会社を退職した後も労災保険の休業補償給付を受給できるのか?

2日前は業務多忙により,

19時30分までに帰宅できなかったため,

昨日,ついにブログの更新がとまってしまいました。

 

 

記録がとまってしまい,なんとも無念でした。

 

 

もっとも,昨日は,忙しいながらも,

なんとか仕事を終わらせて19時30分までに帰宅できたので,

本日はブログを更新します。

 

 

さて,先日,仕事中にけがをして,

会社を休んでいる方のご相談を受けました。

 

 

仕事が原因でけがをして,会社を休む場合,

労災保険から,休業補償給付を受けられます。

 

 

 

ようするに,仕事で負傷し,

治療するために働くことができない場合,

給付基礎日額(直近3ヶ月の賃金の総支給額を日割り計算したもの)

の60%に相当する額が国から支給されます。

 

 

さらに,この休業補償給付に上乗せされて支給される

休業特別支給金というものがあり,給付基礎日額の

20%に相当する額が国から支給されます。

 

 

休業補償給付と休業特別支給金を合わせると,

給付基礎日額の80%に相当する額が支給されるのです。

 

 

おおざっぱに言ってしまえば,

仕事が原因で負傷して会社を休む場合,

給料の80%が国から支給されるというわけです。

 

 

この休業補償給付を受給するためには,

次の3つの要件を満たす必要があります。

 

 

①仕事の原因による傷病のために療養していること

 

 

 ②療養のため労働することができないこと

 

 

 ③そのために賃金をうけていないこと

 

 

この3つの要件を満たせば,

会社を休んでから4日目以降に,

労働者が請求すれば,休業補償給付が受けられます。

 

 

それでは,負傷の原因となった仕事をしていた会社を退職した後にも,

休業補償給付を受給することができるのでしょうか。

 

 

 

仕事で負傷した労働者は,会社を退職しても

引き続き休業補償給付を受給できるのかという問題です。

 

 

この問題については,労災保険法12条の5第1条に

「保険給付を受ける権利は,労働者の退職によって変更されることはない。
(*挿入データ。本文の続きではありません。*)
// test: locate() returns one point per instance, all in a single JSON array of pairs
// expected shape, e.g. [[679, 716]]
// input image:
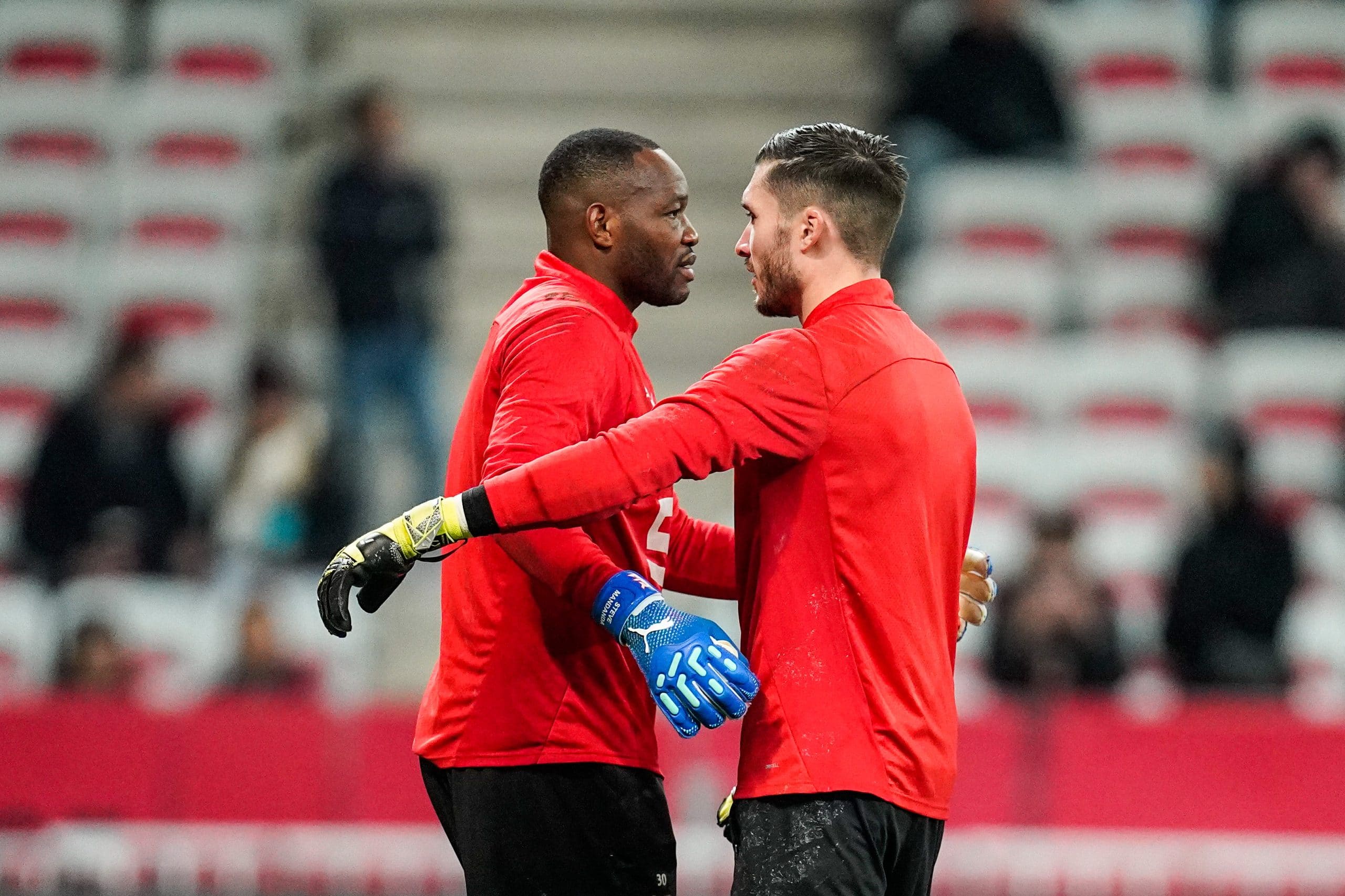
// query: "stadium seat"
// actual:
[[70, 39], [160, 293], [1286, 381], [1002, 207], [27, 638], [188, 209], [1147, 214], [345, 665], [174, 126], [226, 42], [1009, 471], [47, 124], [1320, 536], [1169, 133], [969, 295], [1117, 475], [178, 633], [1002, 382], [41, 290], [46, 206], [1110, 384], [1141, 295], [1266, 120], [1291, 46], [1127, 45]]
」

と記載されていることから,上記①~③の要件を満たしている限り,

労働者は,雇用関係の存続に関係なく,

休業補償給付を受給し続けることができます。

 

 

なぜならば,休業補償給付とは,

一般的な賃金の損失に対する填補するものであり,

雇用関係の存在期間にのみ限定するという

性格のものではないからなのです。

 

 

というわけで,会社を退職しても,

仕事が原因の怪我で治療をしていて,

働けないのであれば,休業補償給付を

受給し続けることができるので安心できます。

 

 

もっとも,会社を退職後に,別の会社で勤務して

給料をもらうようになると,上記3つの要件のうちの

②と③の要件を満たさなくなるので,

休業補償給付を受給することはできなくなります。

 

 

労災保険は,仕事が原因で負傷した労働者を

保護するための制度ですので,

積極的に活用していってもらいたいと思います。

 

 

本日もお読みいただきありがとうございます。